For a quick primer on the basics of radiation, see the Radiation page at NuclearConnect. The U.S. Environmental Protection Agency has a highly informative page on Radiation Doses In Perspective. And for more perspective, also recommended is a recent post Get a grip on radiation, people at idigumining.

This chart from xkcd is a very interesting graphical comparison of radiation doses from many sources. Also, this chart (along with a click of the magnification button) from Information Is Beautiful is, well, beautifully portrayed, although do keep in mind it’s logarithmic so it can fit on one page.


2 thoughts on “What’s Your Radiation Dose?

  1. ansnuclearcafe Post author

    Excellent idea – let us see what we can do with this – thanks!

  2. James Greenidge

    Nice chart, but a little too involved for a layperson to grip I believe.

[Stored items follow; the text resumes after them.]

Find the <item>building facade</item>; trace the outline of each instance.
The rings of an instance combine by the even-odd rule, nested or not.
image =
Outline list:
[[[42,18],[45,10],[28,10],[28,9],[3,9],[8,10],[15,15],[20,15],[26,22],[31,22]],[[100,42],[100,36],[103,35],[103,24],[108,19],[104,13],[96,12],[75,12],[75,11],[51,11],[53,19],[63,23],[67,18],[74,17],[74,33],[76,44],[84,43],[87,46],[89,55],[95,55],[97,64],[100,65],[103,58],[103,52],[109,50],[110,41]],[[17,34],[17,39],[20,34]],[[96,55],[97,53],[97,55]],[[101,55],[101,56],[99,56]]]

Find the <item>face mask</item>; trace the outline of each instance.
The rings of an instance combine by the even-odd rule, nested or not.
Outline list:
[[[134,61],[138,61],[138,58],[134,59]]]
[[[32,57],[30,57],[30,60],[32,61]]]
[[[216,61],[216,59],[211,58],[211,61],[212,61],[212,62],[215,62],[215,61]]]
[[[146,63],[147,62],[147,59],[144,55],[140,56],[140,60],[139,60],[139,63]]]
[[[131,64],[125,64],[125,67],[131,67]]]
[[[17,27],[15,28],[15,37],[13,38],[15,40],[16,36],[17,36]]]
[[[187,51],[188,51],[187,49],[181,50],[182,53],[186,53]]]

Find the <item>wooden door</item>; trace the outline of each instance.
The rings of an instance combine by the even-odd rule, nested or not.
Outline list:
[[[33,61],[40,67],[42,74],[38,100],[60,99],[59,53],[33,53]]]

Why not a much simple linear chart of health impact equivalence? (what similar health impacts incurred by common substances with a certain level of milliSieverts)

    (inaccurate just examples)
    .2 milliSieverts (mSv) = 1 puff from a cigarette (all in equivalent health impact).
    .3 milliSieverts (mSv) = passing through someone’s cloud of cigarette smoke in a terminal.
    6.2 milliSieverts (mSv) = a waft of barbecue smoke at you or from a autumn bonfire or fireworks display.
    10.2 milliSieverts (mSv) = A whiff of chlorine bleach while doing laundry.
    12.1 6.2 milliSieverts (mSv) = fumes from a passing bus or truck.
    3.6.2 milliSieverts (mSv) = 2 minutes next an idling bus or truck in a tunnel or underground parking garage.

    Etc, my example numbers are all wrong but you get my drift. Take the arcane mystery terror out of milliSieverts by breaking it down to Joe six-pack comprehension!